О чем эта книга? О жизни. Но ведь все книги о жизни!
Эта книга — о жизни простой, будничной такой, какая она есть. Только ведь каждый писатель, если он писатель настоящий (я убежден, что П. Федотюк именно настоящий), видит жизнь по-своему. У героев рассказов Федотюка она будничная, обыкновенная, а вот светится в ней какой-то огонек, неяркий, но теплый, ласковый, освещает все немудреное их бытие. Очень часто это огонек любви, какой-то неясный, то ли с горчинкой, то ли таинственный, иногда подернутый дымкой тоски по чему-то несвершенному, несбыточному, ибо не все в человеческой жизни сбывается. Может, потому она и бесконечна, заманчива, наша жизнь. И люди, живущие в книге П. Федотюка, чем-то привлекают к себе. Может, тем, что стремятся по-своему к добру и свету.
В рассказах писателя меня привлекает стремление проникнуть в глубины человеческой души, к первоистокам чувств, побуждений и желаний, порой неясных и оттого требующих от писателя особой тонкости, умения с отдельных мозаических штрихов воссоздать картину, настроение. Это похвальное стремление в рассказах П. Федотюка играет все большую роль. Начинал он как последователь, я бы сказал, школы натуральной; правдивость, натуральность его рассказов и сейчас брать под сомнение не приходится.

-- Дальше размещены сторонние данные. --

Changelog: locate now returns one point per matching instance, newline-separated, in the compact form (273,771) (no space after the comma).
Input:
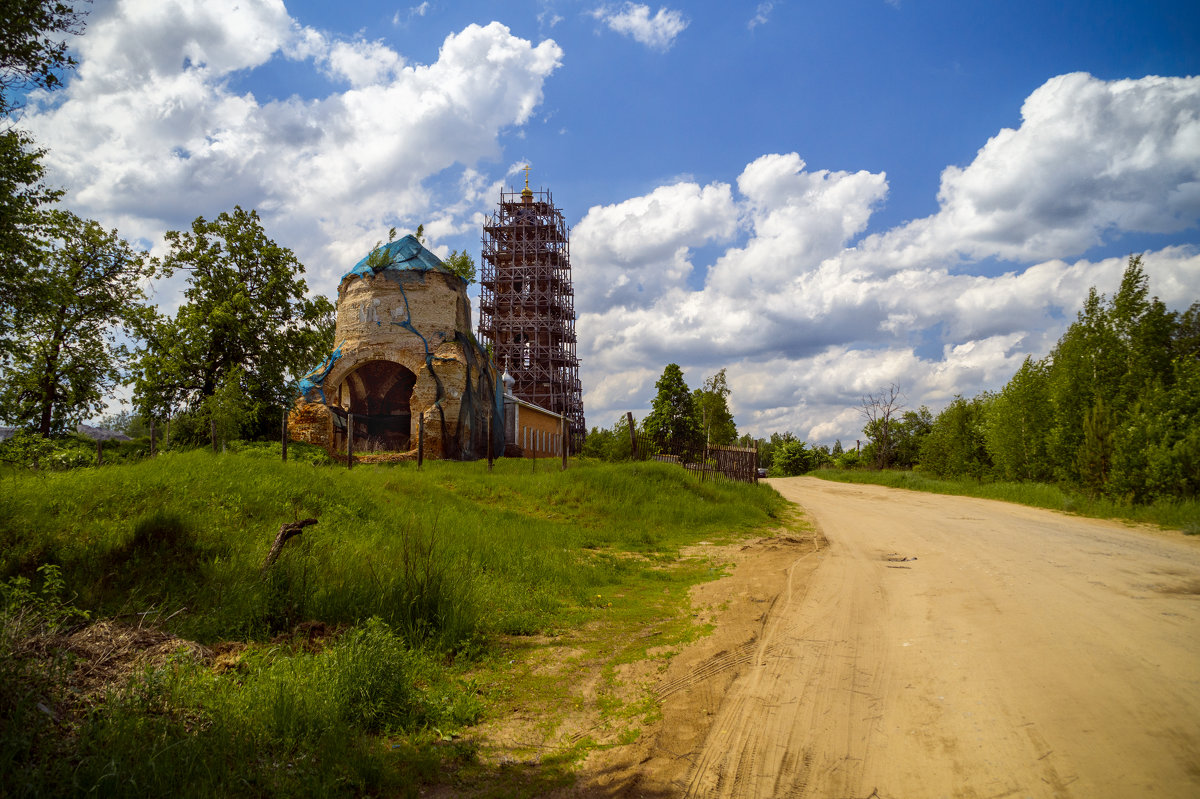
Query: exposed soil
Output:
(935,647)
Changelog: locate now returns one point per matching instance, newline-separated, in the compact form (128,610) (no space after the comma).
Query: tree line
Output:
(76,313)
(1114,409)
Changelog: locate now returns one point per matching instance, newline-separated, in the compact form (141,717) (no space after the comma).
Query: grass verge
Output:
(421,604)
(1181,515)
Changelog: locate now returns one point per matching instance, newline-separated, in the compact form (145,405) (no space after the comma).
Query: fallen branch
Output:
(286,532)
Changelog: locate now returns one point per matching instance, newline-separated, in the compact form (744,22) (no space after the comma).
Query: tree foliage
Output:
(33,55)
(461,264)
(83,288)
(1114,409)
(1018,424)
(880,410)
(713,409)
(671,426)
(245,310)
(955,443)
(34,44)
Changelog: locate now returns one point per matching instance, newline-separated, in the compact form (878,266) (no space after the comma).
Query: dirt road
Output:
(943,647)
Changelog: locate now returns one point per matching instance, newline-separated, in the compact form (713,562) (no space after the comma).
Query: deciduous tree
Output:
(672,424)
(245,307)
(713,408)
(34,38)
(880,410)
(83,288)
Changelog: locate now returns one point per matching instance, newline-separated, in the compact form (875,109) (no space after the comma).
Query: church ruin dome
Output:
(403,355)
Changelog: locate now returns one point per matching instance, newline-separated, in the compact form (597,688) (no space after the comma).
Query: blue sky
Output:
(825,198)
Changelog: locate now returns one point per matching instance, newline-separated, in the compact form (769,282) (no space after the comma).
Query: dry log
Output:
(286,532)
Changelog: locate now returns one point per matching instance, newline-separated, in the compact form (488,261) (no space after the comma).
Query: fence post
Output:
(420,440)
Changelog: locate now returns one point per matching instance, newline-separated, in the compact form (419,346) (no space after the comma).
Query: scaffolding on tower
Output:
(527,304)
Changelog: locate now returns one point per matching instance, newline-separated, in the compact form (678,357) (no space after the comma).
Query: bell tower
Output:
(527,304)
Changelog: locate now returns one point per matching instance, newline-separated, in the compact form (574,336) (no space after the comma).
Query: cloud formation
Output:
(148,137)
(808,324)
(635,20)
(773,272)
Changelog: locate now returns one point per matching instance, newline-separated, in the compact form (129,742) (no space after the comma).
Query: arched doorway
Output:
(377,395)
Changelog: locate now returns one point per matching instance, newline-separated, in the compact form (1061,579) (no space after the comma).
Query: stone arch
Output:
(378,394)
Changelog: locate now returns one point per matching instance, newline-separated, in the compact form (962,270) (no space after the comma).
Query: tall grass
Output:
(415,574)
(444,553)
(1181,515)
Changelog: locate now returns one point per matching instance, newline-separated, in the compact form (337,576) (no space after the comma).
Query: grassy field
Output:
(147,652)
(1173,515)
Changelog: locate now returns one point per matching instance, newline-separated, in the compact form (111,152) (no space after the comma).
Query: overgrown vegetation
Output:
(351,665)
(1181,515)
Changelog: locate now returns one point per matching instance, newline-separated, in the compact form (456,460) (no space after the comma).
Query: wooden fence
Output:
(738,463)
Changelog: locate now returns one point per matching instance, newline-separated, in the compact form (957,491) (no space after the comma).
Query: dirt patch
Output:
(690,688)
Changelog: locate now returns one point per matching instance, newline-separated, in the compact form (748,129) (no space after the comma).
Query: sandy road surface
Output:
(948,647)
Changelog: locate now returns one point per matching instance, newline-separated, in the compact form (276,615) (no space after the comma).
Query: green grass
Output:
(1180,515)
(430,580)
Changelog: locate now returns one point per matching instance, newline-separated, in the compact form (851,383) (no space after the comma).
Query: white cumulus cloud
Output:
(808,318)
(631,19)
(149,137)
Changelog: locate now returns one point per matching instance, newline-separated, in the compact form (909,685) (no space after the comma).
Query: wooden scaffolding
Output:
(527,304)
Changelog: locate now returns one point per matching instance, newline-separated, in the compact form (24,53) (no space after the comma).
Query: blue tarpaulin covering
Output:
(402,253)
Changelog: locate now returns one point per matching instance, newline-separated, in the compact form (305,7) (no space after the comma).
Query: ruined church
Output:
(407,372)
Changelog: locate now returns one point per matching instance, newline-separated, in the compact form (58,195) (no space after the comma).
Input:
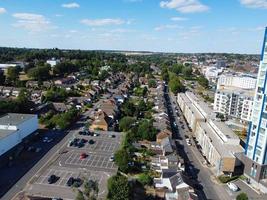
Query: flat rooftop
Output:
(14,118)
(237,90)
(5,133)
(224,149)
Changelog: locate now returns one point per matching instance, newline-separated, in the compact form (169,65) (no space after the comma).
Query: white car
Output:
(233,187)
(111,159)
(45,139)
(188,141)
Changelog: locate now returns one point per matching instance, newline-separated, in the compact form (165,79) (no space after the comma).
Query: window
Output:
(259,97)
(264,115)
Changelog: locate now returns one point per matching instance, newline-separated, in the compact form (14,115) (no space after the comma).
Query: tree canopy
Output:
(118,188)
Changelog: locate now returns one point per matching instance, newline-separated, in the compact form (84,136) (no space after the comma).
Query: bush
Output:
(242,196)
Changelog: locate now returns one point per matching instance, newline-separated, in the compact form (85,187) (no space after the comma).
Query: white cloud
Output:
(71,5)
(254,3)
(102,22)
(179,19)
(167,26)
(73,31)
(32,22)
(122,30)
(184,6)
(133,1)
(2,10)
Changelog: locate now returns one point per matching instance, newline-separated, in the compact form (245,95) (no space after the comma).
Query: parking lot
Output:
(92,161)
(100,145)
(97,165)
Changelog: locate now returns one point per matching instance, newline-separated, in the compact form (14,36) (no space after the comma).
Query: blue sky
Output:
(186,26)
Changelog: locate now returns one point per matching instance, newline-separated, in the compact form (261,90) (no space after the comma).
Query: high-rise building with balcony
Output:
(256,148)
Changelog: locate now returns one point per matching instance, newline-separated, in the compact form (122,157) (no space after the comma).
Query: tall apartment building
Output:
(255,158)
(234,96)
(237,80)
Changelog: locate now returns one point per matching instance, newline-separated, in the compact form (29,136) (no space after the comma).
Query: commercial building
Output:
(234,102)
(255,158)
(14,128)
(243,81)
(218,143)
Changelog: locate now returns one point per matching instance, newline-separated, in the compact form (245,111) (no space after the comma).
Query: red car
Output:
(83,156)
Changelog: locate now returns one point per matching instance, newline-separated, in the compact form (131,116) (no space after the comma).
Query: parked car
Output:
(52,179)
(45,139)
(70,181)
(233,187)
(188,141)
(111,159)
(37,150)
(91,141)
(83,156)
(31,148)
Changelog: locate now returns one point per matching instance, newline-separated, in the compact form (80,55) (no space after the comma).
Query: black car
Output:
(77,182)
(81,133)
(52,179)
(83,140)
(70,181)
(91,141)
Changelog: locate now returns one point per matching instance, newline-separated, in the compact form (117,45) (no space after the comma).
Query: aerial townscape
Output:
(133,100)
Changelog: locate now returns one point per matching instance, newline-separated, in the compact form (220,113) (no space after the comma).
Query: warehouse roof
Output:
(5,133)
(14,119)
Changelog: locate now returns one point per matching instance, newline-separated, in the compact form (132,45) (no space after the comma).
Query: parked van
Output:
(233,187)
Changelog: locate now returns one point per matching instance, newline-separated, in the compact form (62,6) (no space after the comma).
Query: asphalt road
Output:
(193,158)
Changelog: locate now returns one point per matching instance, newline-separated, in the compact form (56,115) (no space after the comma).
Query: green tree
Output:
(79,196)
(176,86)
(177,68)
(187,71)
(145,179)
(2,77)
(152,83)
(126,123)
(122,158)
(128,108)
(13,74)
(165,74)
(242,196)
(118,188)
(146,131)
(203,81)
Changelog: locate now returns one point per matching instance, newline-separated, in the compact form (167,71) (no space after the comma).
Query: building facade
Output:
(218,142)
(239,81)
(14,128)
(234,102)
(255,158)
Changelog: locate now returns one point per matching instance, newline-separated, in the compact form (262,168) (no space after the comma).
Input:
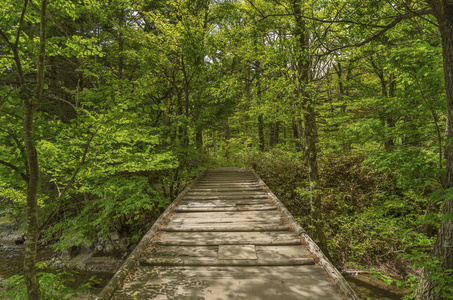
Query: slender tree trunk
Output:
(310,129)
(214,142)
(199,140)
(297,133)
(120,44)
(261,132)
(276,133)
(227,139)
(443,247)
(31,105)
(389,144)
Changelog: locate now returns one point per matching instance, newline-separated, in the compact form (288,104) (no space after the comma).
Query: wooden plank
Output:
(225,262)
(242,208)
(231,228)
(232,242)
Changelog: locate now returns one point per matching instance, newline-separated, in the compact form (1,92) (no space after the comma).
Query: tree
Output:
(31,97)
(443,247)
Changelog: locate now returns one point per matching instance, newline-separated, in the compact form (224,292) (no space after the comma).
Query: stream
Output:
(12,259)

К авторским позитивам следует отнести и то, что он нигде не навязывает читателям своего мнения, он ему доверяет: читатель сам найдет правильные оценки и суждения.
При всех достоинствах прозы молодого писателя нужно признать, что не все его рассказы равноценны, иногда он не удерживается на «собственном уровне», порой ему трудно удержать читательское внимание. Но в целом это добротная и перспективная проза.
Прямо передо мной, забирая вверх, желтеет бархан. В изножье к нему присосался молоденький куст саксаула. Издали куст пушистый, как новорожденный зайчонок. Конечно, на самом деле он колючий и жесткий, но этой нечаянной свежести с лихвой достает оживить бесплодный песок пустыни. Бархан и молоденький куст — это все, что я вижу, если смотреть на запад, куда несколько дней назад ушли мои друзья. Теперь я каждый вечер жгу костер, чтобы им было легче заметить меня при возвращении.
Друзья возвратятся, и мы уйдем отсюда. Сильное тельце куста сперва запорошит песками, а после бархан — бесконечный кочевник — выплюнет ствол и пожухшие ветки. Но деревце, которое мгновенно станет старым, потому что природа украла и юность и зрелость его, совсем не умрет — жизнь держится в корне. И может, ему повезет — вцепится в новый бархан, и новые ветки с колючими иглами выбросит ствол, и снова кого-то они удивят ощущеньем прохлады на желто-горящем песке.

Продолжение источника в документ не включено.